【旅論】マルセイユで強盗にやられた…フランス/モナコ

  • 2012/12/22(土)

 パリで最初に泊まったホテルではエレベーターが定員1名だった。

 実は先日、浜崎あゆみがパリに行くのを先にキャッチして現地に入っていたのだが、たくさんの国々を巡っていると、刺激を受ける場所も変わってくる。正直、大都市はどこを歩いても似たようなものに思え、強い異文化を求める僕にとってはパリも退屈な部類。物価が高いのも面白くない。比較的、観光客が巡らないような有色人種の多い地区で面白いものを見つけようと動いたが、明らかに治安の悪い場所も少なくなく落ち着かなくなってきたので、南の古都を通過してモナコまでドライブすることにした。

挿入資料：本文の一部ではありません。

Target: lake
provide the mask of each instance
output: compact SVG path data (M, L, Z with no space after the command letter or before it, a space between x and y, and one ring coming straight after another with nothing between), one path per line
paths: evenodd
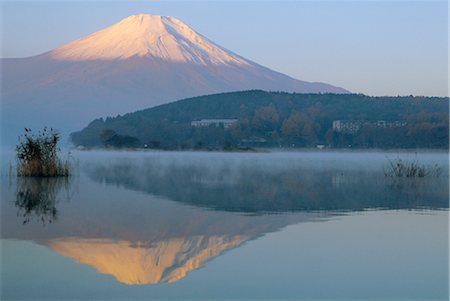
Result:
M6 174L1 299L449 297L448 153L74 152ZM402 158L439 168L386 177Z

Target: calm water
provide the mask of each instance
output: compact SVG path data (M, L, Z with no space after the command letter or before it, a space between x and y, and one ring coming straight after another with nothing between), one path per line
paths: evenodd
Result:
M69 180L3 172L1 299L447 300L448 154L417 155L439 177L383 173L415 156L80 152Z

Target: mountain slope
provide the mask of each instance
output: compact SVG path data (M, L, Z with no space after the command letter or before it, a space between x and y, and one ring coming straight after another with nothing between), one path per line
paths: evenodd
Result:
M242 58L173 17L136 15L41 55L2 59L3 134L87 121L204 94L347 91Z
M162 149L229 149L318 144L448 148L448 104L444 97L252 90L194 97L116 118L96 119L71 137L75 145L118 148L147 145ZM215 119L234 123L229 127L214 121L210 126L196 124ZM334 124L338 120L347 124L342 131Z

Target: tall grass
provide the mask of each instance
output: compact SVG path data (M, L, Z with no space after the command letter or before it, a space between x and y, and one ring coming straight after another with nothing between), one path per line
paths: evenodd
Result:
M59 134L44 128L37 134L25 128L16 146L17 175L21 177L67 177L71 174L68 160L59 158Z
M442 169L437 165L419 163L417 156L414 159L389 159L384 175L392 178L424 178L440 176Z

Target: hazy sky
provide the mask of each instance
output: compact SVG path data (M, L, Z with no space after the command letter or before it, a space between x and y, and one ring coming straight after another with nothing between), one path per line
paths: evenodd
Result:
M298 79L368 95L448 95L446 1L3 1L2 57L36 55L137 13L177 17Z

 海外で頻繁にレンタカーを借りていると勝手に車種がグレードアップしたりする。コンパクトサイズでいいのにシボレー・キャプティバになってしまい操作に戸惑いながらの運転だった。不運は続き古都アビニョンあたりから、とてつもない強風に見舞われた。サロン・ド・プロヴァンスにあるノストラダムスの家に着く頃には日中でも人がまったく外を歩いていないレベルだった。

 アルルの円形闘技場なんて世界遺産なのに僕しか客がいなかった!

 それでも、さすがはフランス。洒落たセンスの品々は見ているだけでも楽しく、食事の質も良い。

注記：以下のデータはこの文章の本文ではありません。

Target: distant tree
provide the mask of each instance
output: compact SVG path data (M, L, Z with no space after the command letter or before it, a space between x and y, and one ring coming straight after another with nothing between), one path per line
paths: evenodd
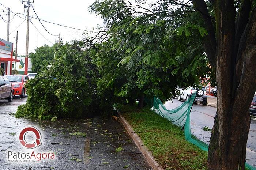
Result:
M54 53L58 45L55 44L53 46L45 45L44 46L37 47L35 53L31 53L29 57L31 58L32 63L32 71L38 73L43 66L49 65L53 62Z
M180 59L190 62L187 59L191 57L189 52L199 52L199 46L203 47L218 88L208 169L244 170L250 125L249 108L256 90L256 1L133 1L135 4L129 0L97 0L91 7L91 11L104 19L111 35L118 37L120 48L129 54L122 63L130 68L147 64L157 68L160 64L165 68L165 65L175 65ZM129 17L126 17L127 14ZM163 22L165 29L154 29ZM195 33L191 29L203 33L203 39L191 36ZM171 33L175 30L187 37L184 45L172 48L174 41L171 41L167 46L169 48L166 48L161 43L165 39L159 35L164 33L175 40ZM182 41L178 42L182 45ZM169 49L166 54L170 55L177 51L175 49L180 52L175 53L174 58L166 57L167 55L157 55L158 48L159 52ZM196 56L193 56L195 62L198 61ZM184 77L184 74L180 75Z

 ワインやチーズを楽しみながら南下していった。市場では日本では希少なチーズが2〜300円ぐらいでゴロゴロと積んであるので迷わずホテルへ持ち帰る。

 寒い季節で野良猫はあまり見かけなかったが、車の下に影が見えたことも。

 僕は自分で特技だと思っているのだけれど、地図を見て楽しめそうな街をだいたい見つけられる。歴史や人種、交通などを含めた街の構造なども見て勘が働く。
 南フランスには第2の都市マルセイユがあるが、ドイツ軍に占領された大戦後に商業都市となった背景と、北アフリカからの移民を多数受け入れたことによる治安の悪化、郊外のない街の形、そして周辺に点在する古都やビーチを見ると、ここに寄る必然性は全くないと思った。行くなら海岸沿いの小さな町の方がいい。南アに行ったときもケープタウンより先のハマナスに入って優雅な滞在ができた。

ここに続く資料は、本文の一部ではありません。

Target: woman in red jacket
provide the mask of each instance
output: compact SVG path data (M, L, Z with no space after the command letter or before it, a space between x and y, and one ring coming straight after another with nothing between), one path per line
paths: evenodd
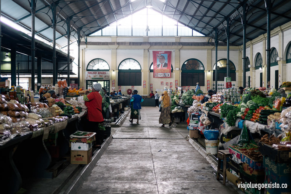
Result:
M102 97L99 93L102 88L100 83L95 84L93 85L92 92L90 93L86 91L83 98L88 108L87 118L88 120L88 127L86 128L88 129L86 131L96 133L96 145L99 148L103 141L103 136L102 132L103 131L99 130L98 125L104 121L102 115Z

 しかし、この日は同行者がいて「どうしてもマルセイユに寄ってみたい」と強く言うので、仕方なく1〜2時間ばかり立ち寄るしかないか、と指示どおりに街に入ったが、すぐに感じた。この町の中心部は治安が悪い、と。屋根や壁の剥がれ落ちた汚い建物が多く、店舗の鉄格子も増えた。「ここは避けた方がいいよ」と僕は何度も言いながら運転を続けると、同時に横並びのバイクにまたがった黒人2人組と2度も目が合った。「あ〜やばい、追われてる。たぶん高級車に見えるこの車のせいだ」と話したが、同行者は「そんな大げさな」と呑気なまま。ちょうど駅前に出たとき目の前に見えたホテルがこれまたセキュリティの悪そうな外観で「見てよ、このホテル。こういうのは危ないよ」と治安の悪さを示す説明をし始めたところだった。

 ガチャ!

 信号待ちで停止した途端、いきなりドアが開いた。銃口が僕の目の前にあり、その先にさきほど目が合った黒人がいた。彼らはそのままリアシートにあったバッグを持ち出し、一瞬のうちに去っていった。やばい、パスポートもそのバッグの中だ。シートベルトを外して車を降りて飛び出たが、白いバイクは街角の奥へ…視界から消えて行くのが分かった。通常、運転中はドアロックが自動でかかるものだが、なぜかロックはかかっていなかった。これは周囲に車も人もたくさんいた中での出来事。すぐに通行人が数名、駆け寄ってきて、若い黒人女性が警察に電話をかけた状態の携帯電話を手渡してくれた。残念ながら、応対した警官は英語が通じず、代わりに女性が警官を呼んでくれた。
(※同日に銃撃を受けた宝石店もあった)
 車を止めたまま領事館に電話。
「いまどこにいますか?」
「駅前です」
「そこはやばいので、まずはすぐに場所移動して下さい。警官を待つのも危ないので」
 そんな会話をしていると、ドン!と鈍い音と衝撃。古い車が軽くぶつかってきたのだ。乗っていた男が「おまえのせいで事故になった。金を払え」と言いがかり。なんて街なんだ…僕は女性たちにお礼を言いながら男に中指を立て、そのまま車を出した。パスポート再発行に必要な警察での被害届は運良くスムーズに運んだ。領事によると通常は5時間待たされたり、翌日以降に持ち越したりすることがあるという。その日は仕方なく治安の良い住宅街のホテルをとった。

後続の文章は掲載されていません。